We have so far seen that extracting patch from an image based on the kernel size and patch requires most of the effort. We naively implemented it with a double loop assuming a stride of size 1
but there is a faster way to get these patches of an input based on the filter size and stride using the method
np.lib.stride_tricks.as_strided
Let's see how this works out
Let's consider your input is X
and the convlutional kernel is of size ( 2, 2 )
with stride 1
then matrix should look something like this
X = np.arange(1, 10, dtype=np.int32).reshape(3, 3)
A = np.lib.stride_tricks.as_strided(X, shape=(2, 2, 2, 2), strides=(12, 4, 12, 4))
A
Lot's of stuff to unpack here, let's start with function signature and see what does individual parameters mean.
np.lib.stride_tricks.as_strided?
np.lib.stride_tricks.as_strided(x, shape=None, strides=None, subok=False, writeable=True)
This method creates a view on the matrix x
, where shape
and strides
are attributes of the view created. We are all familiar with what shape
signifies for a matrix but stride
is something new.
Numpy officially describes strides
as how many bytes we need to jump over in the data buffer to go from one item to the next
. So to create our desired view we need to pass it's shape and strides in the func args.
Let's try to understand it with an example.
a = np.arange(9, dtype=np.int32).reshape(3,3)
print(a)
so for moving from a[i, 0] to a[i, 1] we need to jump 4 bytes since dtype is int32
and across ith
dimension to move from a[0, j] to a[1, j] we need to jump 12 bytes, hence strides for a
would be (12, 4)
a.strides
Coming back to original array A
how would we determine it's strides, we could start with the lowest dimension. How many bytes we need to jump when moving from A[i, j, k, l] to A[i, j, k, l+1] and compare it with X
. We know moving from previous exercise moving across lowest dimension would require only 4 bytes so strides would be (?, ?, ?, 4)

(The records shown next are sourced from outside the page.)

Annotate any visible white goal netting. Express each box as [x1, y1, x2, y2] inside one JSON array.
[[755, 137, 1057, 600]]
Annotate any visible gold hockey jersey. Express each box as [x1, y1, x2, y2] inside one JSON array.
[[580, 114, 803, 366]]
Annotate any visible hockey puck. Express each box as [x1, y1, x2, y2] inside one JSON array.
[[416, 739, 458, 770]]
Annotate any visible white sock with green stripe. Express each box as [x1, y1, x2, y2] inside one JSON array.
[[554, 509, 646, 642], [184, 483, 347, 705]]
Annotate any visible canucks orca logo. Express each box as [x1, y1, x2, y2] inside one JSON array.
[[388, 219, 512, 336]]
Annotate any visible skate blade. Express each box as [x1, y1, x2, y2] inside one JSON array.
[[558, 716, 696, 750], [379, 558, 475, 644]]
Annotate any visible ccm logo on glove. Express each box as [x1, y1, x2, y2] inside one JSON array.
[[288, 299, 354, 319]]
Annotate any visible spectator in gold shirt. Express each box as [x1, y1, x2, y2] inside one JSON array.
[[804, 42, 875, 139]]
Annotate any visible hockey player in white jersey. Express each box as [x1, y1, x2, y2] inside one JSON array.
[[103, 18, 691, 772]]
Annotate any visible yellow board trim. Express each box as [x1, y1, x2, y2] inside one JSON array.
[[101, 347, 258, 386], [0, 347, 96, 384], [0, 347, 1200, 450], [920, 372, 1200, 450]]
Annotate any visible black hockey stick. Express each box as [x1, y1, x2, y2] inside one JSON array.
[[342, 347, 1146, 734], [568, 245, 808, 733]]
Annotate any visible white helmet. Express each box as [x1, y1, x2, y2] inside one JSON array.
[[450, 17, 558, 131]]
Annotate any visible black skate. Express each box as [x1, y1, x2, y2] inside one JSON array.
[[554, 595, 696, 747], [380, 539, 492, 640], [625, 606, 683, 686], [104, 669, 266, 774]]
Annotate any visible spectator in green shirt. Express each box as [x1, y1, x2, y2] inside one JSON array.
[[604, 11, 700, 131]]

, also moving to higher dimension jump required to move from A[i, j, k, l]
to A[i, j, k+1, l]
would be 12
bytes when comparing with our previous example leading to (?, ?, 12, 4)
.
For the next dimension j
we need to look at the bytes we need to jump to reach from 1
to 2
marked in the above figure. Essentially we are trying to figure out jump between a[i, j, k, l]
to a[i, j+1, k, l]
. If we look at the original array a
both 1
and 2
are beside each other in 0th row so it would require jump of only 4 bytes, hence strides would be (?, 4, 12, 4)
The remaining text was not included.